I’m not sure if independent car services are required to follow the same requirements, but according to TLC rules a taxi driver or company can be fined for charging a passenger more than the discounted E-Z Pass rate. Also, a minor nitpick, the discount for every tunnel in New York City, afaik, is actually $0.50.
Keeve and SuaSponte those are decent answers to my query. I am still not convinced that this is really a legitimate expenses to bill to the client.

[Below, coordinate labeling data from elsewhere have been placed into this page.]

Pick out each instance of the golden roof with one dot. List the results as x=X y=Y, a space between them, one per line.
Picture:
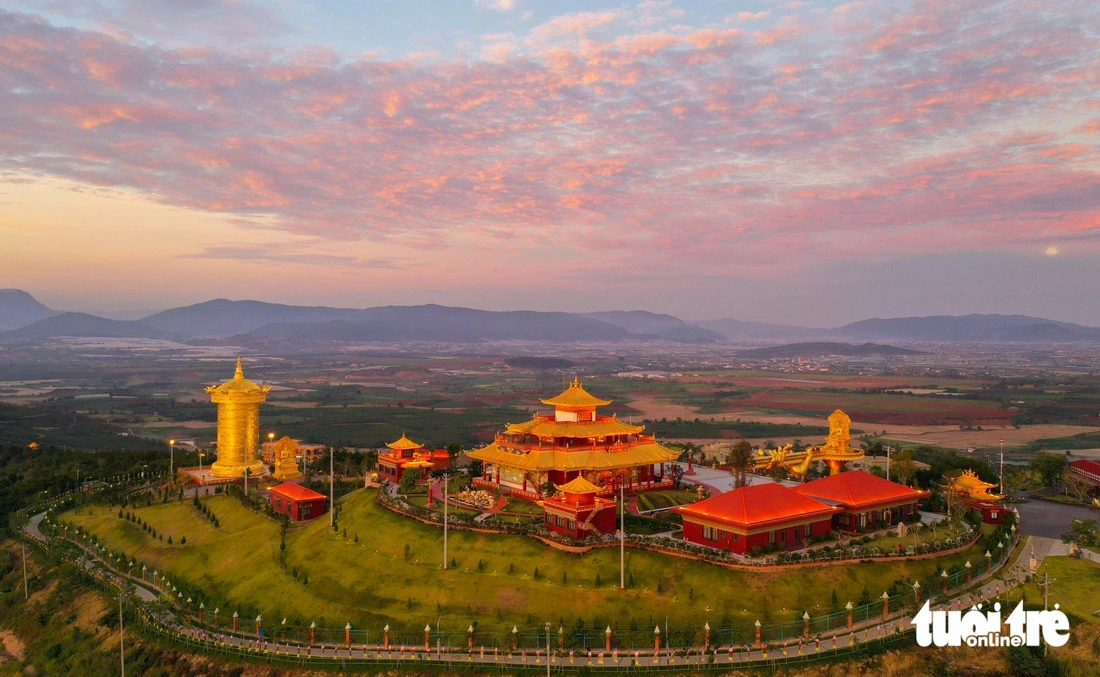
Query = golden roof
x=239 y=384
x=404 y=443
x=579 y=459
x=579 y=484
x=974 y=486
x=575 y=395
x=545 y=427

I am not quite sure how your practice is run. Lawyers I am familiar with have a variety of things to do for different clients. It seems to me that the client should be not be billed extra just because the firm loads up the lawyers’ dockets with overtime just to keep up the billable hours. You bill the client for billable hours and expenses that relate to case not just because you want to have one guy do work for two clients.
Well, it’s legitimate because it is part of the bargained-for agreement between my firm and the client. It’s not hidden from the client in any way. It is simply part of the cost we charge a client, and the client is free to go to another firm, or to try to bargain away the car service expense.
Sua
i see no problem with this. the EZPass is just a product, purchased by a vender(the driver) at a discount and you (or your firm) are paying fair market value for it. the extra $1 is markup.
if you went to a supermarket and expected to pay only what they paid for a product, news! you leave empty handed!
if they tried to stick you for $4.00 for a toll, that would be a rip, but at $3.50, you are getting what you pay for, mainly a trip thru the toll plaza.
i’m sure it better than driving yourself around anyway! (me? i cant live without at least 4-5 cars and a handfull of motorcycles! closest thing to a toll we have in my neck of the woods is having to honk at the wildlife standing in the road to get it to move!)
FYI:
The EZPass discount is fifty cents and not one dollar for the tolls on the Tri-boro, Whitestone, Throgs Neck, Queens Midtown, Brookln Battery. You pay $3.00 with the tag, $3.50 without the tag.
I friend of mine took a cab from the Bronx to Queens, and was charged $7.00 extra for the toll i.e. going and coming, though the driver could opt to take a route without a toll on his way back to the city, if in fact that would have been the destination. The driver could have picked up a fare from Queens to Manhattan and that passenger would probably be charged $7.00 as well.
I don’t see what the ethical problem is. That the law firm bills out to clients is irrelevant, since the car company doesn’t have anything to do with that, the issue is between the law firm and car company. The car company has made a deal that you’ll pay a standard amount for bridge tolls, but has also made a deal with the bridge service to pay lower rates. As long as they are upfront about this (that is, they say ‘you’ll pay X to cross the bridge’ and not ‘you’ll pay what we pay to cross the bridge’), then they’ve simply entered into a contract. The law firm may want to renegotiate the contract, but I really don’t see anything unethical about the situation.